We’ve heard that. Its truth is inescapable. We experience its reality every day. We’re headed to our son’s ball game, and we pray for sunny skies. As we back out of the drive, our neighbor is watering her thirsty flowers, hoping beyond hope for rain.
Yet, the truth is that if our neighbor gets her rain, we’ll have to postpone our son’s game.
Bring it closer to home. We’re cutting it close on the way to work, and we pray for every light to remain green. We don’t consider the people on the intersecting streets. We just rant and rave at God when we’re caught in the press, and we wind up late yet again.
Job 6:5 asks:
“Does the wild donkey bray when he has grass, or the ox low over his fodder?”
Job was struggling with his sorrow. He had lost everything he thought was important to him. When his friends tell him his troubles are for his good, Job can’t take the rebuke. He feels he has reason to complain, and reason to expect God to respond.

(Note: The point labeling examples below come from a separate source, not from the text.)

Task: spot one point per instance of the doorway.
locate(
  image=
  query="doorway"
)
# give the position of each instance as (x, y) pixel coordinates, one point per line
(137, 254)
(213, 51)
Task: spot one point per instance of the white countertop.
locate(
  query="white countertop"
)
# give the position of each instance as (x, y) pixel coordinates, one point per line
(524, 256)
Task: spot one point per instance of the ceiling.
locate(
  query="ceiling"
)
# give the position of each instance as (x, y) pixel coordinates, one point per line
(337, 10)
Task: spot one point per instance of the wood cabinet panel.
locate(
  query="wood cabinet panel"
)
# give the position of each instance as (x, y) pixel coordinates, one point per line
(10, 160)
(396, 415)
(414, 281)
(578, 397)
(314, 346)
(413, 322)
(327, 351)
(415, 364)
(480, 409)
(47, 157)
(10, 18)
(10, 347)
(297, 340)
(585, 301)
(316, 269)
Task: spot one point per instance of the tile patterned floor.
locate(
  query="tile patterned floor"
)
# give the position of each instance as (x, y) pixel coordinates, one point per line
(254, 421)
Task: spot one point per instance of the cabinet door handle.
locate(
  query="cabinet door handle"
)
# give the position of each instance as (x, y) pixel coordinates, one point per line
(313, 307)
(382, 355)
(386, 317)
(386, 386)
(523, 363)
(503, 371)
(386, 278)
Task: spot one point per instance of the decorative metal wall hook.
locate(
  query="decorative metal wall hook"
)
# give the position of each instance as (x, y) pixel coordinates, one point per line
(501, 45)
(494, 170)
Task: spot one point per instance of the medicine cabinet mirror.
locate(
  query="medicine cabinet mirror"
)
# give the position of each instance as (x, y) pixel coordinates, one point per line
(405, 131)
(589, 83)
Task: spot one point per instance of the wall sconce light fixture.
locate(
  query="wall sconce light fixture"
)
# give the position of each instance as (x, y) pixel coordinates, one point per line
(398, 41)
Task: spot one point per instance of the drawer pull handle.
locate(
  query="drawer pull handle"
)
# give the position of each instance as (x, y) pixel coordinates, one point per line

Yet, the sun still lighted the sky. The grasses still brought forth grains. Water flowed across the earth. There was no good thing that God was not doing for people all across the land, even in the moment of Job’s distress.
The real issue was that Job had become a broken vessel, and God’s goodness seemed to slip through his fingers like wine through a broken pot. No matter how much God did for the rest of the world, all Job knew was his loss.
The rain falls on everyone, saints and sinners alike. God’s blessings are always out there. God wants to do good things for his creation.
Sometimes, though, we’re not in a position to appreciate it. Birdsong on a spring morning becomes an affront, and the finest drink sours on our tongue. We are like Job, a broken vessel, unable to find satisfaction in what is in our hands.
What turned Job around? He learned that his satisfaction didn’t come in himself or in what he possessed. It came in the person of God, to be manifested one day in the birth of Christ who would die on the cross.
When we see Jesus as our source, we’ll find the blessings of God in everything we do. If we lose everything else, we’ll still have him, and we’ll never live in devastation or want.
We read of Job’s turning point in Job 42:10:
“And the Lord restored the fortunes of Job, when he had prayed for his friends. And the Lord gave Job twice as much as he had before.”
Do we want to be restored? Let’s take Job’s lesson to heart. We have to place others above ourselves so that God will see us as worthy.
It’s not all about us. It’s all about God’s will for us. That’s all the difference in the world.